Ich habe mich jetzt informiert und werde mit meiner Tochter das Schneiden üben. Vorlagen sind bereits ausgedruckt und vorbereitet, sehen sehr gut aus, großes Lob!
Marion Krauss sagt:
Tagchen, die Vorlagen gehen gerade durch unsere Signal-Elterngruppe. Eines gleich vorweg: Super schön gemacht - eigentlich zu schade zum Zerschneiden.
Laut unserer Kiga-Leiterin beginnt die Förderung der „sensorischen Integration” bereits bei den Dreijährigen. Doch eigentlich geht der „Lehrplan” wohl auch davon aus, dass die Kinder ebenso zu Hause basteln. Tjo ... schwierig.
Ich hoffe die Vorlagen sind ein gewisser Ausgleich. Grüße!
Spatzi sagt:
Hey, bei uns im Kiga war gestern ein Elternabend zum Thema „sensorische Integration”. Dabei ging es unter anderem auch ums Ausschneiden. Da scheinen einige Kinder große Probleme zu haben.
Neugierig wie ich bin, habe ich ein wenig gegoogelt und kam auf diese Seite hier. Meine Tochter ist 4,5 Jahre alt und schafft problemlos alle drei Aufgaben. Was anderes hätte mich auch gewundert, da wir zu Hause viel basteln. Auf den Kindergarten würde ich mich da nicht verlassen.
Die Turnhalle ist ständig wegen Sprachförderkursen belegt, im Garten wird ständig irgendwas umgegraben und kreative Dinge werden kaum gemacht, weil immer nur 50% der Erzieherinnen anwesend sind.
Ich bedanke mich für die super schönen Vorlagen und grüße alle Eltern!

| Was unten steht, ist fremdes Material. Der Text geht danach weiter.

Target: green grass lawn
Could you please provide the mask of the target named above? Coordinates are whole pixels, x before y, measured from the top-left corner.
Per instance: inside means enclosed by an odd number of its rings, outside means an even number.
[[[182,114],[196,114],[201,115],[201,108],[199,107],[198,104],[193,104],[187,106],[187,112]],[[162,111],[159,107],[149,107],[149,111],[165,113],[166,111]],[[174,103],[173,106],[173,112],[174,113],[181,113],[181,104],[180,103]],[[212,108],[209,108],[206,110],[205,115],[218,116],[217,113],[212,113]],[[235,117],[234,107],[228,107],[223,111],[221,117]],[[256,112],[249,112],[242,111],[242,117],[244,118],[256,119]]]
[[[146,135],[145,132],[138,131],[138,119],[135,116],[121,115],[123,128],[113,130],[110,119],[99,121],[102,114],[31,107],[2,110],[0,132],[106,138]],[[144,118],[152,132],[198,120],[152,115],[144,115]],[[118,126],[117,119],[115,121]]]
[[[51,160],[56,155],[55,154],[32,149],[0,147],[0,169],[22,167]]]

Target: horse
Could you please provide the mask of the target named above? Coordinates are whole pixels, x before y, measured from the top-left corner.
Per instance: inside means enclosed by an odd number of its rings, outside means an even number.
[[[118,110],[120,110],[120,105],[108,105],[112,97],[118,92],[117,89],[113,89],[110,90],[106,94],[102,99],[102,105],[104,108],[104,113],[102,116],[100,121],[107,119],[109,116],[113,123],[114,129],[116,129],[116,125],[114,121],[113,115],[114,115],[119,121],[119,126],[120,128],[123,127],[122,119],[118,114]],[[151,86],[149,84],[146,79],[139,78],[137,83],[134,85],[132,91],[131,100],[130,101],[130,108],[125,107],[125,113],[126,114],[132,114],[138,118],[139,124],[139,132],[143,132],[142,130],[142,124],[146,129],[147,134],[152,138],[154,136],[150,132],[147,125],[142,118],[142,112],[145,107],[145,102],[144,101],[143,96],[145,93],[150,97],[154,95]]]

Kümmert euch um eure Kinder!
Janka1981 sagt:
Guten Tag, als Mototherapeutin ist die Sensorische Integration mein Fachgebiet. Ich finde Ihr Material zum Ausschneiden sehr gelungen und werde den Wellenschnitt in meinen Gruppensitzungen testen. Hierfür vielen Dank im Voraus.
Zu den Eltern in den Kommentaren möchte ich nur sagen: Die Pädagoginnen im Kindergarten tragen keine Schuld bei Problemen, da die motorische Entwicklung größtenteils zwischen 0 und 3 Jahren stattfindet.
Die Devise für Kleinstkinder lautet: Bewegung, Bewegung und nochmals Bewegung. In der Realität sehe ich 2-3 jährige Mädchen in Kinderwägen mit Schnuller im Mund Handyfilme anschauen. Tja, was soll man da noch richten?